I would suggest the following, made from your code:

for (int a=0;a <= 5; a++){
	for( int b= 0; b <= 5; b++){
		println("b = " + b);
		if(b ==5)
			println("loop terminated " + a);
	}
		
}

This is what I had before looking at the code you posted ... Thumb's up, buddy..

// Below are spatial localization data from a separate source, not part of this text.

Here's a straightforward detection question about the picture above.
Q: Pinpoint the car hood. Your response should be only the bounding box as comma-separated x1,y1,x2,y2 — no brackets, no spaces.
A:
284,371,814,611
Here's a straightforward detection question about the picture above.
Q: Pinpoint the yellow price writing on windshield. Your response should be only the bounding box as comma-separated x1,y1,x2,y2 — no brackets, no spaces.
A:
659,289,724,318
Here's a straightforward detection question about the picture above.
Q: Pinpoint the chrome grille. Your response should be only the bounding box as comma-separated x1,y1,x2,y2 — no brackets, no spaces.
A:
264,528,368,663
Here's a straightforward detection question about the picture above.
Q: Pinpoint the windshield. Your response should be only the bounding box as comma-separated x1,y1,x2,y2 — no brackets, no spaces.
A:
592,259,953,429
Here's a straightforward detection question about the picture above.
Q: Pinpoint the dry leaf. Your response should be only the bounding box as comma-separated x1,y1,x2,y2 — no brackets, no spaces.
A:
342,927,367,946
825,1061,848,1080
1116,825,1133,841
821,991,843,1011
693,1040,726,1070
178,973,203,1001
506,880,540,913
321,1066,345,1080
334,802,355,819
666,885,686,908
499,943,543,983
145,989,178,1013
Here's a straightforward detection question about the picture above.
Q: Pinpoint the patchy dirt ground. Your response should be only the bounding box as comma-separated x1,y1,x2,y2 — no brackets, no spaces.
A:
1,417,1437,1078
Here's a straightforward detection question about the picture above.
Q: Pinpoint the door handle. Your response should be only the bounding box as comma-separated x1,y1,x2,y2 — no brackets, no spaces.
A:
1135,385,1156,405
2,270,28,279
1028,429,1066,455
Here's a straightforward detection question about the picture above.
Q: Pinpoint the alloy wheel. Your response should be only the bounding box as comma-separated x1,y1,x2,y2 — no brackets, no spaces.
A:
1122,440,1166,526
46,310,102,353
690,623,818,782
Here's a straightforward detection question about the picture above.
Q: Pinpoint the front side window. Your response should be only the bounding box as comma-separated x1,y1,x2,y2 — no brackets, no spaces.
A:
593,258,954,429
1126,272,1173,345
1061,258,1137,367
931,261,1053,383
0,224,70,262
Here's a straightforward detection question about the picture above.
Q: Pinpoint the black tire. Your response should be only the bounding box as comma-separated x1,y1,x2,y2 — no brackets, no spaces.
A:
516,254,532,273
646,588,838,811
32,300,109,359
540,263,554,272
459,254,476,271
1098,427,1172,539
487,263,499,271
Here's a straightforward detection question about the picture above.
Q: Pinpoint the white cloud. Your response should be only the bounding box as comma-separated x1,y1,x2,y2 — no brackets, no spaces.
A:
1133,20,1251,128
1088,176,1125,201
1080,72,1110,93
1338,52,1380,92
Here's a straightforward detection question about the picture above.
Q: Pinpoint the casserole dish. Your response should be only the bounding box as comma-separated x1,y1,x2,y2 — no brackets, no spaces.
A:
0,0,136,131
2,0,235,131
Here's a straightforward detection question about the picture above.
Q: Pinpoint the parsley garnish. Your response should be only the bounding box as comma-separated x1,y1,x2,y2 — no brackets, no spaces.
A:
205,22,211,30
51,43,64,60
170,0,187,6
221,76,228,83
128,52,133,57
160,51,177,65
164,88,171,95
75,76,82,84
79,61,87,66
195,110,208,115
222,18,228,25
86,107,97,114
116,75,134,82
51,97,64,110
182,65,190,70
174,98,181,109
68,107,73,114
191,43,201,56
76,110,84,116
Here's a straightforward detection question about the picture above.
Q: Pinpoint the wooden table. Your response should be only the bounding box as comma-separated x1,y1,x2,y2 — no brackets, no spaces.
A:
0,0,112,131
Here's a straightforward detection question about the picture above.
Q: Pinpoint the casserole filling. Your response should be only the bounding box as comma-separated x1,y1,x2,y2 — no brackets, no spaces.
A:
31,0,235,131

for (int a=0;a <= 5; a++){
			
			for( int b= 0; b <= 5; b++){
				println("b = " + b);
				if(b ==5)
					println("loop terminated " + b);
			}
		
		}

Great, one thing, this will always print 'loop terminated 5' at the end of each loop (you just specified that b should be 5).
If you use a, the 'loop terminated x' will increment from 0 to 5.

I figured it out by now..

I figured it out by now..

Good for you :)

@hiddepolen...
Thank you for the explanation

Here is the result that you need.

for(i = 1; i <= 5; i++)
		{	
			for(j = 1; j <= 5; j++)
			{
				System.out.println(j);
				if(j == 5)
				{
					System.out.println("Loop terminated at " + i);
				}
			}
		}
1
2
3
4
5
Loop terminated at 1
1
2
3
4
5
Loop terminated at 2
1
2
3
4
5
Loop terminated at 3
1
2
3
4
5
Loop terminated at 4
1
2
3
4
5
Loop terminated at 5

That's exactly what I said, but thanks for the addition...

People seem not to pay a lot of attention to previous posts. ROFL!!